Human conversation is complex. When a child continuously asks “why,” they seek clarification and deeper meaning at every turn. It’s through conversation and dialogue that we begin to unlock understanding and discern intent. With dialog, there is logic and shifting states that link and transition from previous sentences. As humans, we are happy to work with partial and incomplete information from the outset, as our questions are rarely fully formed to begin with. It’s only by engaging in conversation that each party can learn about, refine and explore a topic towards a mutually satisfactory outcome. The full context is often lacking during an opening gambit and it must be established through multiple rounds of interaction.
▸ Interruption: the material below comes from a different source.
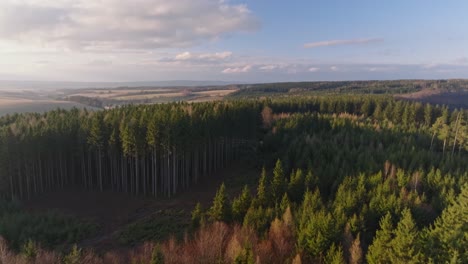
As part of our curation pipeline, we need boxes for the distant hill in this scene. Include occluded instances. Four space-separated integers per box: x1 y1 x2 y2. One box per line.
0 80 238 90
The subject, object, intent and related actions can also change throughout the course of a conversation as new concerns arise and fresh understandings are reached. These shifts can sometimes reorient a conversation’s trajectory toward a new goal or result in unexpected outcomes.
Experts unlock information and meaning from computer systems by knowing exactly how to query them and contextualize their outputs. They use privileged and esoteric commands laced with keywords. Often, adjacent teams must then piece together a picture of what’s going on via interactions with their colleagues or attempt to use rigid interfaces themselves. Rather than spend time learning a new language every time we engage with a new interface, it would be preferable to just use natural language (either text or speech) to query and engage with complex systems and platforms under our care. We are more comfortable with the familiar and thus less fearful of making mistakes (or of becoming intimidated and embarrassed) when we get to use what we already know and are confident with. This is one of the significant benefits of using Intelligent Conversational Assistants. As they evolve from simple chatbots to virtual assistants and beyond, they add truly intelligent interfaces and services to an organization. By lowering the bar for access and engagement, outcomes are delivered more efficiently and effectively. Many tout real AI and Intelligent Conversational Assistants, but do they deliver, are they trusted and if so, how?
Dialogue gives rise to better and more complete answers through branching and twisting forms that allow each entity to better understand the other’s position. Rarely can all the information required by both parties be communicated upfront, especially when troubleshooting, as we don’t always know where to start and lack the fidelity or understanding necessary at a particular point in time.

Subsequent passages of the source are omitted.